Yeah. A little crazy. And with less than a week before the season opener in Boston, a little hard to read. Claude Giroux, whose awful start last season exacerbated the Flyers' troubles, was missing until the last week with a groin injury. Some nights most of the Flyers were on the ice, some nights the roster was made up of future Phantoms. Tonight, against Washington, the Flyers finally will look like themselves.

But what is that? The team from the front of last season, the one that made a big push in the middle, or the inconsistent, goal-challenged version that entered and exited the playoffs?

"This is a mental game," said the coach. "We all know that. Physically, I think we're ready to go, but mentally you've got to make sure you're ready to go. And to handle adversity and to handle a lot of different things."

Such as the heightened attention to the early part of the schedule. The first 10 games in this town, this season, are not like the first 10 in other NHL towns. Not after last year.

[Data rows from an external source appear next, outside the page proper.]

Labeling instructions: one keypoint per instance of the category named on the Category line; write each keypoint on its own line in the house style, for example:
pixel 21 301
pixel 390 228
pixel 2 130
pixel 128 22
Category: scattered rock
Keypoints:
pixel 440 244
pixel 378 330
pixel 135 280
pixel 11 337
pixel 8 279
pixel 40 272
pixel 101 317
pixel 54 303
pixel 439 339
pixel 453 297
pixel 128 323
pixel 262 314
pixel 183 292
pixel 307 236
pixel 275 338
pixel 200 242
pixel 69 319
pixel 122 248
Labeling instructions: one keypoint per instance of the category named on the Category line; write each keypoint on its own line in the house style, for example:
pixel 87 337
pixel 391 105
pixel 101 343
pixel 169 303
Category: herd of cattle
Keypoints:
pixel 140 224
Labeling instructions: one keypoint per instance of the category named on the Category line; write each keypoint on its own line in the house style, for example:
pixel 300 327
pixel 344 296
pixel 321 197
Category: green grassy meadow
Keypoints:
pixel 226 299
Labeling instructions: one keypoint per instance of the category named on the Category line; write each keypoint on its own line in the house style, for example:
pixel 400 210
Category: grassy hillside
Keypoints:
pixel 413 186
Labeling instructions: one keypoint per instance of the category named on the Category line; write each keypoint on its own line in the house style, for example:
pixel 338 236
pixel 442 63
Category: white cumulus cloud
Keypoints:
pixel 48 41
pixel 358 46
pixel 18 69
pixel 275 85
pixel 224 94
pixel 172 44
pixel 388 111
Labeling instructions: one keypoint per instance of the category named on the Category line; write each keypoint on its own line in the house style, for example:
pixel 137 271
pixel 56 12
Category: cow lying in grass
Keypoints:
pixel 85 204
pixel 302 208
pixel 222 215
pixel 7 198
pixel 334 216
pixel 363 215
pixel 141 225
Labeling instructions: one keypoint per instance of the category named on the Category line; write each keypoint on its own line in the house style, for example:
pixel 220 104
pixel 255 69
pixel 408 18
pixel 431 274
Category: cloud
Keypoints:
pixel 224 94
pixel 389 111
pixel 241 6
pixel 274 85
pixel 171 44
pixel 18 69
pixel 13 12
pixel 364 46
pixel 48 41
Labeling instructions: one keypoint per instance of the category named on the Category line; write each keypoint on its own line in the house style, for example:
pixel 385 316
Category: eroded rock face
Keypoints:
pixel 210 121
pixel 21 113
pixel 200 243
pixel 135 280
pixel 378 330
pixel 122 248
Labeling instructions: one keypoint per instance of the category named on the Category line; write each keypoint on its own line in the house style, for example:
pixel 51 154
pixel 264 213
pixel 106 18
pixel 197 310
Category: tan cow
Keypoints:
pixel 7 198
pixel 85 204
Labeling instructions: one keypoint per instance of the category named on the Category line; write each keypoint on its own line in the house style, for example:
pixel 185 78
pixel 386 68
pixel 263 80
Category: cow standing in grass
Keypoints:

"The media in this town is tough and they're going to talk about the starts the last couple of years," Berube said. "The fans. That's all part of it. So from a mental standpoint the players have to prepare themselves for all that stuff.

"You can't just say don't think about it. That's hard to do. But handle it and go play."

It's going to be an interesting ride. A coach looking to build a resume. A suspect team looking to build upon its second-half promise, looking maybe not to just forget last season's start, but use it as a motivational weapon.

Less than a week out, I asked Berube if he had a feel one way or another yet.

"I think we're not bad," he said. "The preseason schedule was a little bit out of whack. With the games being mounted up three or four in a row. That was tough to get lineups properly in there. So we've got one more game to work on things. But I think we're getting there."